Data stream processing is a fundamental issue in many fields, such as databases, data mining, network traffic analysis. There are five typical tasks in data stream processing: frequency estimation, heavy hitter detection, heavy change detection, frequency distribution estimation, and entropy estimation. Different algorithms are proposed for different tasks, but they seldom achieve high accuracy and high speed at the same time. To address this issue, we propose a novel data structure named HeavyGuarding. The key idea is to intelligently separate and guard the information of hot items while approximately record the frequencies of cold items. We deploy HeavyGuarding on the above five typical tasks.
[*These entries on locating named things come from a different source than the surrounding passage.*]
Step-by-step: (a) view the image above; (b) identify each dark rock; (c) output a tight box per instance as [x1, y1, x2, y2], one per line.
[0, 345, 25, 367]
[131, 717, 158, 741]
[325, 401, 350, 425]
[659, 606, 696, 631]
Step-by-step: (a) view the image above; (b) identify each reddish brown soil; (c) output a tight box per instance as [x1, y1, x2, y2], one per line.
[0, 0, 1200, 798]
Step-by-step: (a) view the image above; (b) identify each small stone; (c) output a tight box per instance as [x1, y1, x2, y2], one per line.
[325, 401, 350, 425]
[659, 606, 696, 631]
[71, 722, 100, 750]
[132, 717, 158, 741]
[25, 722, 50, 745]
Extensive experimental results show that HeavyGuarding achieves both much higher accuracy and higher speed than the state-of-the-art solutions for each of the five typical tasks.
There are several directories here, including data, distribution, entropy, flow_size, heavychange and heavyhitter, which represent data and all algorithms.
The source code in each directory contains the C++ implementation of the HeavyGuarding, SpaceSaving, k_ary, PCU Sketch, CM Sketch plus heap. We complete these codes on WINDOWS 10 and compile successfully using g++ 4.8.4.
The file u1 is comprised of IP packets captured from the network of our campus. And the hash functions are 64-bit Bob hash functions and 32-bit Bob hash functions, obtained from http://burtleburtle.net/bob/hash/evahash.html.
You can also use your own dataset and other hash functions.
Suppose you've already cloned the repository and start from the Codes directory.
You just need to compile and run main.cpp.
You need to input an integer MEM, which means the size of memory.
If you want to change some parameters, please read the code.
We set some variables for each code. They will give you some information you want. (like AAE, ARE, PRE, etc)